Untuk itu, lanjut dia, ITS menyambut baik sinergi dengan Dinsos untuk berbuat kepada masyarakat. "Untuk pengabdian di masyarakat ini, kami punya ring 1 yakni tiga kelurahan di dekat kampus dan ring 2 di Surabaya kami fokus di eks lokaliasi Dolly dulu. Kami menggali potensi masyarakat, apa usaha yang dimaui yang berdampak pada peningkatan ekonomi," ujarnya.
Setiawan menyebut pihaknya akan mencoba mengembangkan UMKM yang tengah tumbuh di Putat Jaya seperti halnya membuat bank desain batik.
Pameran
Sejumlah produk usaha warga eks lokalisasi Dolly dipamerkan di acara "Dolly Saiki Expo" 2017 yang digelar Pemerintah Kota Surabaya di Jalan Putat Jaya Gang Lebar, Sawahan, Kota Surabaya beberapa waktu lalu.
Kepala Dinas Pengendalian Kependudukan, Pemberdayaan Perempuan dan Perlindungan Kota Surabaya Anak Nanis Chairani mengatakan acara "Dolly Saiki Fest" 2017 ini menjual beragam produk usaha warga eks lokalisasi Dolly mulai dari batik, sepatu, kerajinan tangan hingga makananan.
"Acara tersebut didukung penuh oleh warga Dolly yang berjualan berbagai karya atau usaha yang telah dirintisnya selama ini," katanya.
Melalui "Dolly Saiki Expo" itu, ia berharap perekonomian di kawasan eks lokalisasi Dolly terus berkembang.
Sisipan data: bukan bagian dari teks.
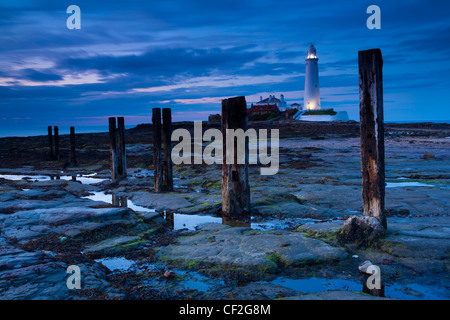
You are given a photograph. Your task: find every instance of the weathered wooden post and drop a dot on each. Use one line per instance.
(73, 159)
(50, 142)
(157, 154)
(167, 162)
(235, 186)
(56, 154)
(372, 133)
(121, 147)
(113, 148)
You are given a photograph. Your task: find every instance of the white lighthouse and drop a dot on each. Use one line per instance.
(312, 95)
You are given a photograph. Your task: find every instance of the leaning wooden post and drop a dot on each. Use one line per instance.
(50, 142)
(122, 169)
(73, 159)
(114, 151)
(235, 186)
(56, 155)
(372, 133)
(167, 162)
(157, 154)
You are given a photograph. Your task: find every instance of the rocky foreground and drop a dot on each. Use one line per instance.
(131, 243)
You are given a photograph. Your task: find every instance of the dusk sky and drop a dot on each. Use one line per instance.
(130, 56)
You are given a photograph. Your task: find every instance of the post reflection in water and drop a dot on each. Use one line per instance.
(119, 200)
(169, 217)
(239, 221)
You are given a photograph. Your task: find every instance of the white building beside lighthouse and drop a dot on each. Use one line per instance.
(312, 95)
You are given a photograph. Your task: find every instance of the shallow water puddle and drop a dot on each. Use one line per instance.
(407, 184)
(316, 285)
(111, 199)
(116, 263)
(396, 291)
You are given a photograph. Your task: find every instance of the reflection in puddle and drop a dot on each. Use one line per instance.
(116, 263)
(84, 179)
(395, 291)
(117, 201)
(415, 292)
(178, 221)
(407, 184)
(316, 285)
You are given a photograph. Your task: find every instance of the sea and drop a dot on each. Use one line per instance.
(42, 131)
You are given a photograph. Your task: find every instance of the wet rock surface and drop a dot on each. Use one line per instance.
(123, 252)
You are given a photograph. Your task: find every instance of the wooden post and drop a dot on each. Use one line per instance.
(122, 169)
(56, 155)
(372, 133)
(50, 142)
(114, 151)
(73, 159)
(167, 163)
(235, 187)
(157, 154)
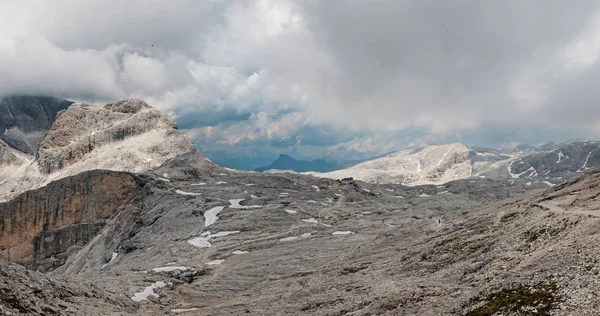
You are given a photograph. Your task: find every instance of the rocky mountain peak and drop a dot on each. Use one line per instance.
(128, 135)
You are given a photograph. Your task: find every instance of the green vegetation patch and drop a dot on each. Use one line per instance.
(538, 301)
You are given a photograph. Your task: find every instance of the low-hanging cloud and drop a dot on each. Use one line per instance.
(334, 74)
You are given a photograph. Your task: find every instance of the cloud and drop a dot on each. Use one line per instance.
(321, 76)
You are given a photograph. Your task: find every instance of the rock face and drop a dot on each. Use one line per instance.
(562, 161)
(40, 227)
(437, 164)
(25, 120)
(147, 136)
(207, 237)
(434, 164)
(24, 292)
(123, 136)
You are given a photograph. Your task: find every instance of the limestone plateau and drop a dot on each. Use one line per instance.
(171, 233)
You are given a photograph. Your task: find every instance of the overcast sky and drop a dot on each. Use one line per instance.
(337, 78)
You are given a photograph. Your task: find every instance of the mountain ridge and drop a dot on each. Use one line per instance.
(286, 162)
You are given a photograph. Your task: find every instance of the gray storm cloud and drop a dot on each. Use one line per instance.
(382, 66)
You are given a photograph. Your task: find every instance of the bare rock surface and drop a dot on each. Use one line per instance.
(286, 244)
(25, 292)
(124, 136)
(25, 120)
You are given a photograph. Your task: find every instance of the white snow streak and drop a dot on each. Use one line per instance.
(584, 167)
(561, 157)
(203, 241)
(215, 262)
(340, 233)
(210, 216)
(9, 113)
(235, 203)
(112, 258)
(183, 310)
(170, 268)
(187, 193)
(148, 291)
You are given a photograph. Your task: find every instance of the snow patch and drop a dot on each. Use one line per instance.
(215, 262)
(170, 268)
(187, 193)
(112, 258)
(210, 216)
(561, 157)
(235, 203)
(584, 167)
(203, 241)
(341, 233)
(148, 292)
(183, 310)
(289, 238)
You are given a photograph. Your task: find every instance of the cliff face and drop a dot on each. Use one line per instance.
(151, 137)
(128, 136)
(25, 120)
(40, 227)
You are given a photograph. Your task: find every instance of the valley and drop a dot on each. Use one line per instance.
(187, 237)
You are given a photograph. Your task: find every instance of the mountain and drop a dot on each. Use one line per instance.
(122, 136)
(187, 236)
(285, 162)
(434, 164)
(437, 164)
(25, 120)
(551, 164)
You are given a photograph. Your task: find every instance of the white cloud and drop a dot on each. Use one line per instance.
(282, 65)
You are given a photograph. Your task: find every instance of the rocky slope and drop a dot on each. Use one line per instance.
(548, 164)
(24, 292)
(39, 228)
(25, 120)
(285, 162)
(434, 164)
(207, 242)
(564, 161)
(188, 237)
(123, 136)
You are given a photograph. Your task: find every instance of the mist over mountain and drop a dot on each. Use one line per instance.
(285, 162)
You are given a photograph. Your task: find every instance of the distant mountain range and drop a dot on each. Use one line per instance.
(437, 164)
(285, 162)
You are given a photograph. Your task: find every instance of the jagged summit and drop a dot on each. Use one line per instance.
(128, 135)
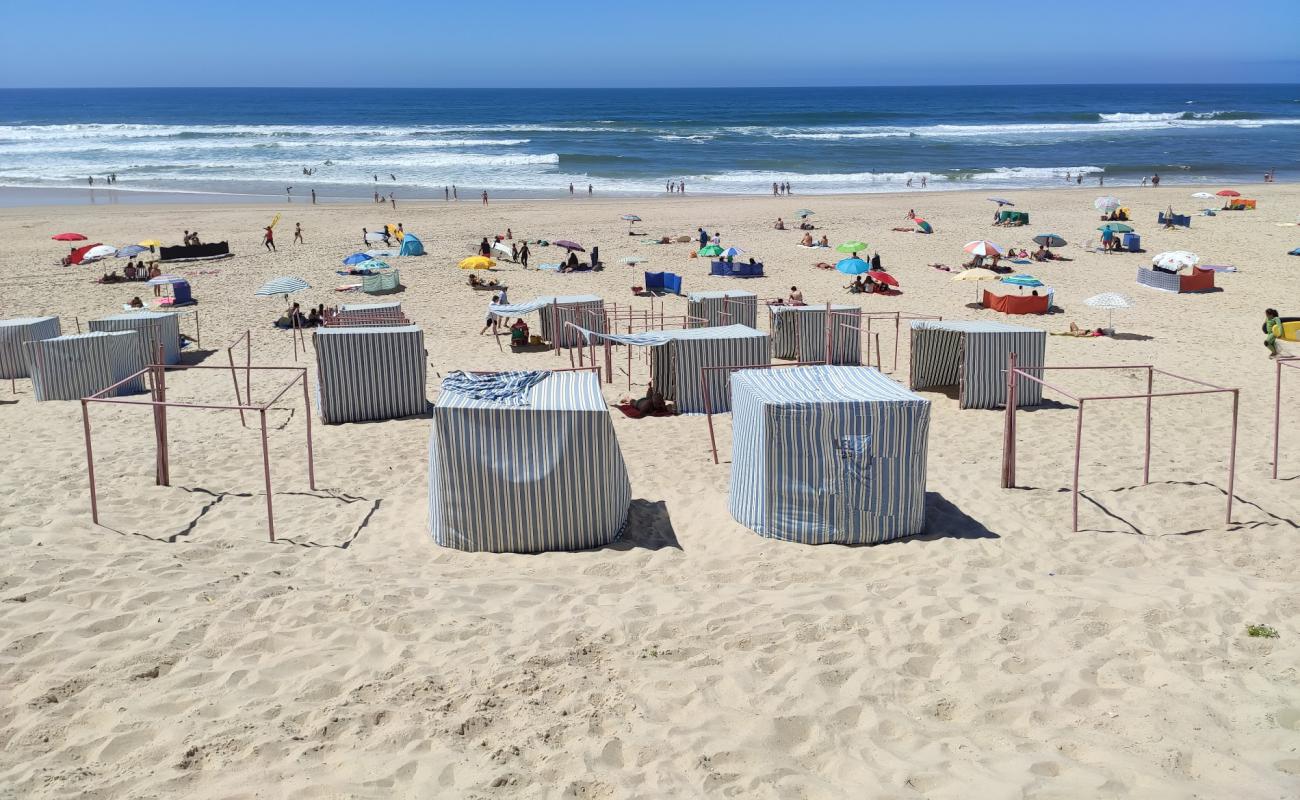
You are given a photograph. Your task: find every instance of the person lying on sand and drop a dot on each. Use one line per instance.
(1080, 332)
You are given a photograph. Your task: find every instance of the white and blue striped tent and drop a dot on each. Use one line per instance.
(538, 472)
(74, 366)
(17, 332)
(798, 333)
(679, 357)
(369, 373)
(583, 310)
(155, 328)
(973, 357)
(827, 454)
(724, 307)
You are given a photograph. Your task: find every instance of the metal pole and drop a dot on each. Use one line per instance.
(311, 457)
(1145, 461)
(90, 463)
(1231, 458)
(1078, 448)
(265, 471)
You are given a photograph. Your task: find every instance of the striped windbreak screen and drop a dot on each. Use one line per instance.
(369, 373)
(546, 475)
(76, 366)
(828, 454)
(14, 333)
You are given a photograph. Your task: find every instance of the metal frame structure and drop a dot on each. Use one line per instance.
(1014, 375)
(159, 403)
(1292, 362)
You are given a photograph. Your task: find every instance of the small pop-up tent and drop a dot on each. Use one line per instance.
(525, 462)
(74, 366)
(411, 245)
(17, 332)
(369, 373)
(827, 454)
(724, 307)
(973, 357)
(155, 328)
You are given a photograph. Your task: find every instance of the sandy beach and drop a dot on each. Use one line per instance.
(174, 651)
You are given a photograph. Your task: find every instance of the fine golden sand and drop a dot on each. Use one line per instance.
(176, 652)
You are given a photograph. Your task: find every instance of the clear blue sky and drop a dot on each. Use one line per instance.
(516, 43)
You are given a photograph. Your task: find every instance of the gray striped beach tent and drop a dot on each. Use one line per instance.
(973, 357)
(17, 332)
(677, 358)
(155, 328)
(369, 373)
(798, 333)
(538, 472)
(724, 307)
(583, 310)
(74, 366)
(827, 454)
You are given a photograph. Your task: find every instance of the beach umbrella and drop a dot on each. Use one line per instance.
(1175, 259)
(99, 251)
(975, 275)
(982, 247)
(853, 267)
(1109, 301)
(282, 285)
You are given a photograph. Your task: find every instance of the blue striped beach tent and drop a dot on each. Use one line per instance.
(798, 333)
(155, 328)
(525, 462)
(973, 357)
(583, 310)
(17, 332)
(677, 358)
(74, 366)
(827, 454)
(369, 373)
(724, 307)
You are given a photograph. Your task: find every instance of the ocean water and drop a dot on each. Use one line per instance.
(719, 141)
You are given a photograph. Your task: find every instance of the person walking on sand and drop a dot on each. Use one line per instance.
(1272, 328)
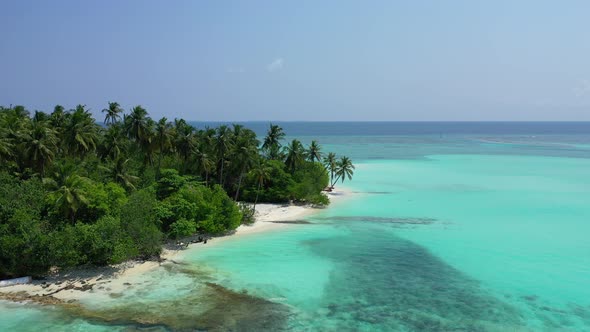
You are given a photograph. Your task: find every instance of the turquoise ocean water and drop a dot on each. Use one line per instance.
(450, 227)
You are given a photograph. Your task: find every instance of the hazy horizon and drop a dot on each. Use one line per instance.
(302, 61)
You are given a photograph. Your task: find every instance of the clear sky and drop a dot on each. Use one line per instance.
(301, 60)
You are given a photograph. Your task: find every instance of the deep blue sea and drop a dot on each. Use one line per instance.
(449, 226)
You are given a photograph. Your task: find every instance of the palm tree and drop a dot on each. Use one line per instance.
(245, 150)
(69, 195)
(222, 145)
(344, 169)
(112, 112)
(6, 148)
(163, 139)
(40, 145)
(272, 142)
(314, 152)
(330, 163)
(185, 141)
(204, 163)
(146, 143)
(295, 155)
(113, 143)
(262, 173)
(80, 132)
(119, 172)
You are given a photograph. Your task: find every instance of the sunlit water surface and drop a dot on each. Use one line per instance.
(442, 233)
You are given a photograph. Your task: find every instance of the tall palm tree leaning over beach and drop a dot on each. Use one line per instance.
(262, 174)
(314, 152)
(112, 113)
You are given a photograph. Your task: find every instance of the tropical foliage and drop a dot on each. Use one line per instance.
(73, 191)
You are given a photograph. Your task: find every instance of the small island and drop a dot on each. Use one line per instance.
(74, 192)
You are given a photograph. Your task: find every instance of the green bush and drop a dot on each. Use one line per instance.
(138, 220)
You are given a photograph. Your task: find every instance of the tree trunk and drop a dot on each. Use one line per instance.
(221, 173)
(257, 192)
(238, 191)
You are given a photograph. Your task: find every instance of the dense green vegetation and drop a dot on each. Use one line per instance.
(74, 192)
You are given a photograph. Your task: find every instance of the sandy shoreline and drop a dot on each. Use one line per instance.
(81, 283)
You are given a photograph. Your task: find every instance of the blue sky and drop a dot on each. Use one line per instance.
(302, 60)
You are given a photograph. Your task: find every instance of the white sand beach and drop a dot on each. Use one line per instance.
(79, 284)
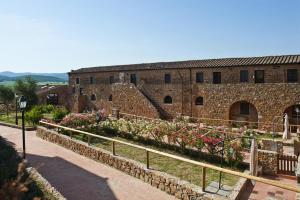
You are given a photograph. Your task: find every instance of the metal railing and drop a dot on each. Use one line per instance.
(204, 166)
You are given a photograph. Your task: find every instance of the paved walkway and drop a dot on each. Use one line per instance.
(77, 177)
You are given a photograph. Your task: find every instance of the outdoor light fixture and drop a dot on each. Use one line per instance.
(16, 97)
(297, 110)
(22, 104)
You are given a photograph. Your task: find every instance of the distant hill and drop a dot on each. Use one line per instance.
(13, 74)
(38, 78)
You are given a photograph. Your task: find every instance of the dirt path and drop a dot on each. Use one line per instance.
(77, 177)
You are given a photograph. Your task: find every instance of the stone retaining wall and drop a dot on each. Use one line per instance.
(268, 161)
(272, 145)
(165, 182)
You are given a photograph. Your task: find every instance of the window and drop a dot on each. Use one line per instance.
(92, 80)
(292, 75)
(167, 78)
(244, 108)
(93, 97)
(295, 111)
(259, 76)
(168, 100)
(244, 77)
(111, 79)
(216, 77)
(133, 78)
(199, 77)
(199, 101)
(77, 81)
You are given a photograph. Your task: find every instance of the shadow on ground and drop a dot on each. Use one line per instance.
(71, 180)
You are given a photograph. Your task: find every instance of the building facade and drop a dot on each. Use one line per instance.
(255, 89)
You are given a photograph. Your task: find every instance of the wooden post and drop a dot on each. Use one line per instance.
(113, 148)
(203, 178)
(147, 159)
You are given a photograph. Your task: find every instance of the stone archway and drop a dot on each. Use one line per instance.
(293, 112)
(243, 111)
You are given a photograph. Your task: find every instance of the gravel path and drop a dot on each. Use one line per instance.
(77, 177)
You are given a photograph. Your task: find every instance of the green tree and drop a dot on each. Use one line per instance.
(27, 88)
(6, 97)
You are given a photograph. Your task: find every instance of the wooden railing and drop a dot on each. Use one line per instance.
(204, 166)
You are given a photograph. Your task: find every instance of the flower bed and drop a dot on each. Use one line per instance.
(180, 136)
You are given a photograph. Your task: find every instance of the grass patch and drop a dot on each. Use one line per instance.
(180, 169)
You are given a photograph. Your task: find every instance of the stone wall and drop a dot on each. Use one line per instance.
(270, 99)
(268, 161)
(272, 145)
(169, 184)
(130, 100)
(63, 91)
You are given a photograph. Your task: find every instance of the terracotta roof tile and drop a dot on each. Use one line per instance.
(222, 62)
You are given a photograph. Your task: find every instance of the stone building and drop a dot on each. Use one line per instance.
(245, 89)
(55, 95)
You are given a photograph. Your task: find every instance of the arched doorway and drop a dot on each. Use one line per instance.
(294, 116)
(245, 112)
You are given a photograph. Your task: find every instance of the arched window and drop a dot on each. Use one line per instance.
(199, 101)
(93, 97)
(168, 100)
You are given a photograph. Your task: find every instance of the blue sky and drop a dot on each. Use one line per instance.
(60, 35)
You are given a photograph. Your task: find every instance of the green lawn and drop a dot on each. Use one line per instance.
(183, 170)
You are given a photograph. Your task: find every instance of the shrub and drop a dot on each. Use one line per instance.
(34, 115)
(48, 108)
(59, 114)
(79, 121)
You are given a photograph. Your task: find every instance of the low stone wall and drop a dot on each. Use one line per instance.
(272, 145)
(268, 161)
(165, 182)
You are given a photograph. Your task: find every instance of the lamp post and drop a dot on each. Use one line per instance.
(16, 97)
(297, 110)
(23, 104)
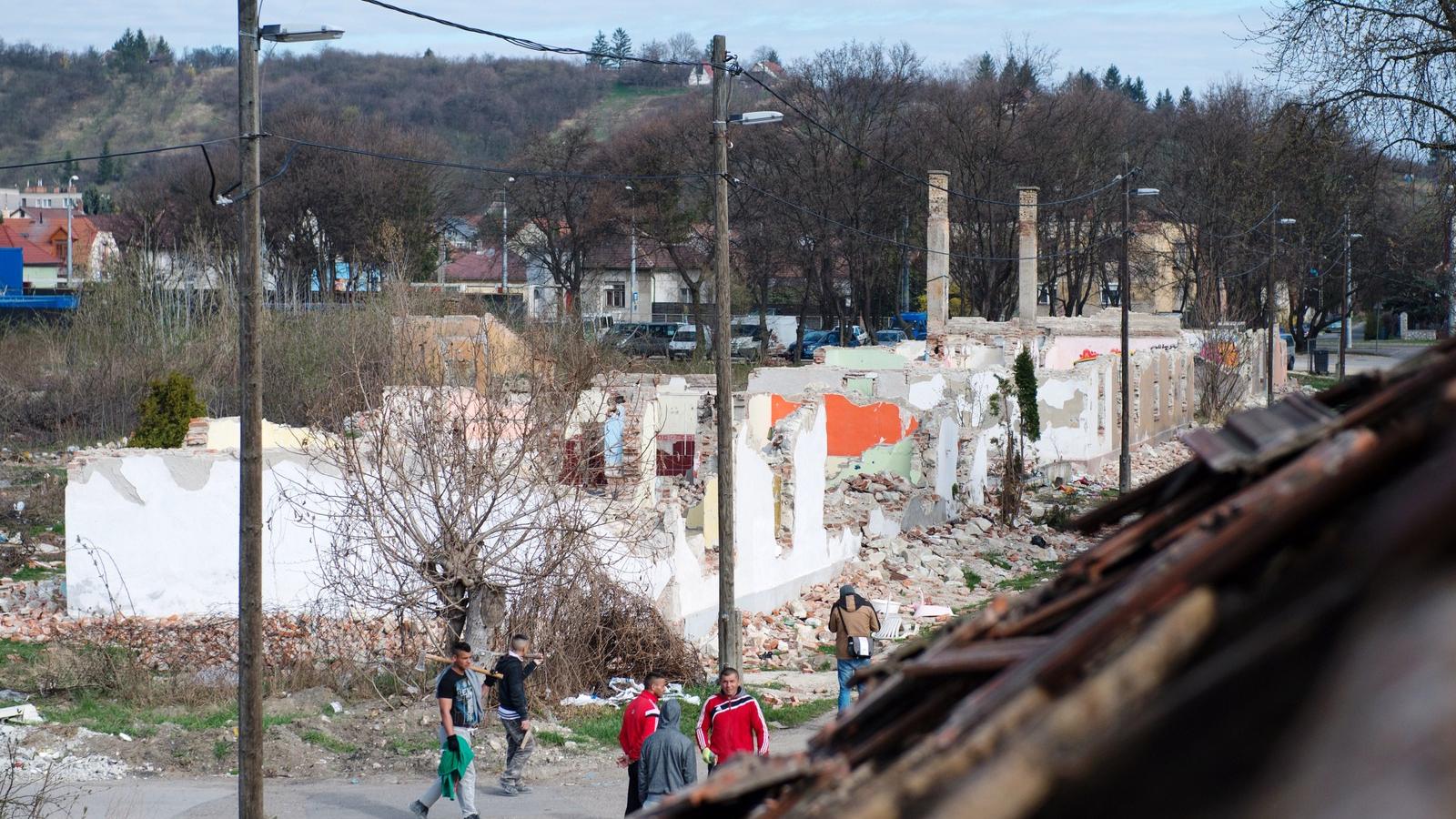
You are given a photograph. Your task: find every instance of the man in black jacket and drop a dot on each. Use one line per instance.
(521, 742)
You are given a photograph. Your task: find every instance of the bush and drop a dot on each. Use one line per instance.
(165, 413)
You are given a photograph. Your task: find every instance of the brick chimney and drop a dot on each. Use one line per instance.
(938, 261)
(1026, 254)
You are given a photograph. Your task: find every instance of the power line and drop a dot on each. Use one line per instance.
(895, 167)
(906, 245)
(137, 152)
(492, 169)
(531, 44)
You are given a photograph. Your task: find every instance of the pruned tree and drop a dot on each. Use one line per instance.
(472, 484)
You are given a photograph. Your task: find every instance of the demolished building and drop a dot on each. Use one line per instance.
(1263, 632)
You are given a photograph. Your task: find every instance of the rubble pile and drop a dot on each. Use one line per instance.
(204, 642)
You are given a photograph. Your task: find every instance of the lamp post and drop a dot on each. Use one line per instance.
(1125, 296)
(632, 261)
(506, 251)
(730, 627)
(1344, 299)
(249, 378)
(1269, 305)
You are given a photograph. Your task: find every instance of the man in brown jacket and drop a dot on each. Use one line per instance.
(852, 617)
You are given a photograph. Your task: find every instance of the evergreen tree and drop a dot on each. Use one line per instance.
(1113, 79)
(162, 53)
(621, 47)
(1186, 101)
(599, 50)
(1135, 91)
(106, 167)
(985, 67)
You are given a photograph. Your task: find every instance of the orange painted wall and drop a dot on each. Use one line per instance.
(854, 429)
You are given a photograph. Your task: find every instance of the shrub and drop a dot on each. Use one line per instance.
(165, 413)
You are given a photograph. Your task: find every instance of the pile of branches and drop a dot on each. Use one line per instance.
(596, 629)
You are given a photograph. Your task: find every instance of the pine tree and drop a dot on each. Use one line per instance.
(1186, 101)
(599, 50)
(106, 167)
(985, 67)
(1135, 91)
(621, 47)
(1113, 79)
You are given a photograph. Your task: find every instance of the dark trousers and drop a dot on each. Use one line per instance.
(633, 800)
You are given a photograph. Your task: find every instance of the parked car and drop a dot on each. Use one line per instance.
(813, 339)
(746, 339)
(642, 339)
(686, 339)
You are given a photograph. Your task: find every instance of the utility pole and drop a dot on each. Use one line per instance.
(730, 629)
(632, 261)
(1125, 457)
(1344, 302)
(249, 379)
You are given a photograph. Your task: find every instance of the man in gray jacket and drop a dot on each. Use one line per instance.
(669, 758)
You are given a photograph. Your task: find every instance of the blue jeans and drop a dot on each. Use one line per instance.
(848, 668)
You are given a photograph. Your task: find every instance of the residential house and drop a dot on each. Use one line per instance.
(41, 268)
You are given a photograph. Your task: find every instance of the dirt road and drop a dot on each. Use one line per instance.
(592, 792)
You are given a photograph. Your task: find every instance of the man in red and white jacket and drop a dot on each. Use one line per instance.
(638, 723)
(732, 723)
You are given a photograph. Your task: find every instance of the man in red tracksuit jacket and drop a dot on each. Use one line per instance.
(732, 723)
(638, 723)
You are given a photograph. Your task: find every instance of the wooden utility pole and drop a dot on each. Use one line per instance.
(730, 627)
(249, 379)
(1125, 298)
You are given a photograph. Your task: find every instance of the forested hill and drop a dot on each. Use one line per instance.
(58, 102)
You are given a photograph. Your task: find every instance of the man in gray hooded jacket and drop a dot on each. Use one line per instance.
(669, 758)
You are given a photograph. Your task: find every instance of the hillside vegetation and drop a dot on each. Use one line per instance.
(482, 109)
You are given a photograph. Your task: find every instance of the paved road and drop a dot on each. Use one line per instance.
(593, 793)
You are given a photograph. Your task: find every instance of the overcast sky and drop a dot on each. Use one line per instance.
(1168, 43)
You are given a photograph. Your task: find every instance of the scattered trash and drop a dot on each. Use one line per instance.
(25, 714)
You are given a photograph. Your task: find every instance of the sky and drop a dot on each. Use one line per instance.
(1168, 43)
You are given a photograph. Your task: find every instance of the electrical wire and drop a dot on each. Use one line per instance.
(733, 67)
(895, 167)
(120, 153)
(492, 169)
(906, 245)
(531, 44)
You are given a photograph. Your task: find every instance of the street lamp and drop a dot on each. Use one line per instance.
(632, 261)
(730, 627)
(1125, 296)
(1346, 339)
(249, 376)
(1269, 305)
(506, 252)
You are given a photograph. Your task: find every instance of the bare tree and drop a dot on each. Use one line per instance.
(478, 482)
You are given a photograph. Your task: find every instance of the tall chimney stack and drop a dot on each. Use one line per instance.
(1026, 254)
(938, 261)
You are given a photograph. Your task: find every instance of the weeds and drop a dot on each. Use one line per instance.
(328, 742)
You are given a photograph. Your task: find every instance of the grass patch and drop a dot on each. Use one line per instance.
(555, 739)
(328, 742)
(36, 573)
(411, 745)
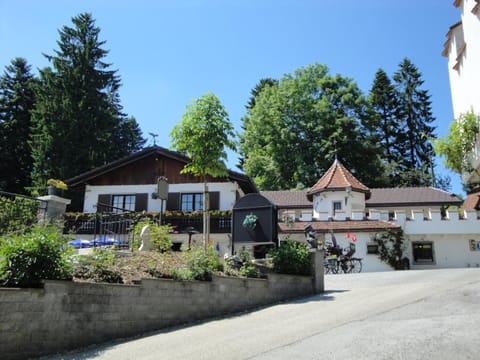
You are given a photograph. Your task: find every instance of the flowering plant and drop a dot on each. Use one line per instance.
(59, 184)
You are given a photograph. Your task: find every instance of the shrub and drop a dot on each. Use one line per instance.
(291, 257)
(159, 235)
(202, 262)
(99, 267)
(391, 246)
(42, 253)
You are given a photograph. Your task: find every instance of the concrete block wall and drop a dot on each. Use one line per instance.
(67, 315)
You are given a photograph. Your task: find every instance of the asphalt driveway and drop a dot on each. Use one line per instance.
(422, 314)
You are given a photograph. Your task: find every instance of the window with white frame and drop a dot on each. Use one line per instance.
(423, 252)
(337, 206)
(123, 202)
(191, 202)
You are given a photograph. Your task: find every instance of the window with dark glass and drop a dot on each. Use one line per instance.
(423, 252)
(121, 203)
(337, 206)
(191, 202)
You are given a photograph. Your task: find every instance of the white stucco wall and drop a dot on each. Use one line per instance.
(464, 82)
(227, 191)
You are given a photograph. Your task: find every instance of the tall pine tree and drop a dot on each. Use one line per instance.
(416, 118)
(384, 124)
(291, 131)
(78, 119)
(16, 102)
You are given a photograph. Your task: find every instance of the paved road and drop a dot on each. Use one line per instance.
(431, 314)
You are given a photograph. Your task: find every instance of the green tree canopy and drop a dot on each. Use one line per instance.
(203, 134)
(78, 119)
(459, 142)
(295, 129)
(16, 101)
(415, 116)
(384, 126)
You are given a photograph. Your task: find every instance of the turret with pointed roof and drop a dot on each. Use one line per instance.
(338, 178)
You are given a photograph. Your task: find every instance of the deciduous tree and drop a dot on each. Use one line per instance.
(203, 134)
(78, 119)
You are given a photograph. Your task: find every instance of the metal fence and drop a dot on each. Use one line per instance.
(121, 224)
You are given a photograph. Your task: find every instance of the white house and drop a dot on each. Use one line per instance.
(462, 49)
(132, 182)
(437, 233)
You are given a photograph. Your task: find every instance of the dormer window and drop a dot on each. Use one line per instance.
(337, 206)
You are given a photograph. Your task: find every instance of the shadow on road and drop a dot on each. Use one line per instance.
(328, 295)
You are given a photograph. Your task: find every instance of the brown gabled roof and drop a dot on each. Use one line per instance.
(414, 196)
(382, 197)
(472, 202)
(243, 180)
(340, 226)
(337, 178)
(288, 199)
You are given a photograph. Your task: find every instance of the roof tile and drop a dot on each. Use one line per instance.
(337, 177)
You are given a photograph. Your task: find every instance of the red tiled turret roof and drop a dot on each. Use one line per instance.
(337, 178)
(472, 202)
Nanis mengatakan memang sulit bagi mereka untuk bisa pameran, namun dengan kegigihannya mereka berhasil dan ternyata tidak mengecewakan dan usahanya semakin laris.
Menurut Nanis, "Dolly Saiki Expo" itu diikuti oleh 50 pelaku usaha di Kecamatan Sawahan, Surabaya. Setiap harinya, di acara tersebut dihibur oleh berbagai macam penampilan yang berbeda-beda.
Wali Kota Surabaya Tri Rismaharini sebelumnya mengaku senang karena "Dolly Saiki Expo" mendapat dukungan dari warga eks lokalisasi Dolly.
"Sekali lagi ini sangat mempercepat transformasi kawasan Dolly menjadi kawasan yang bisa menyenangkan untuk warga dan warga Kota Surabaya," ujarnya.
Wali kota perempuan pertama di Kota Surabaya itu memastikan berbagai program sudah dilakukan dan sudah berjalan di kawasan eks lokalisasi itu. Terbukti dengan berjalannya UKM-UKM yang mulai nampak, seperti batik khas Dolly yang sudah mulai menerima banyak pesanan.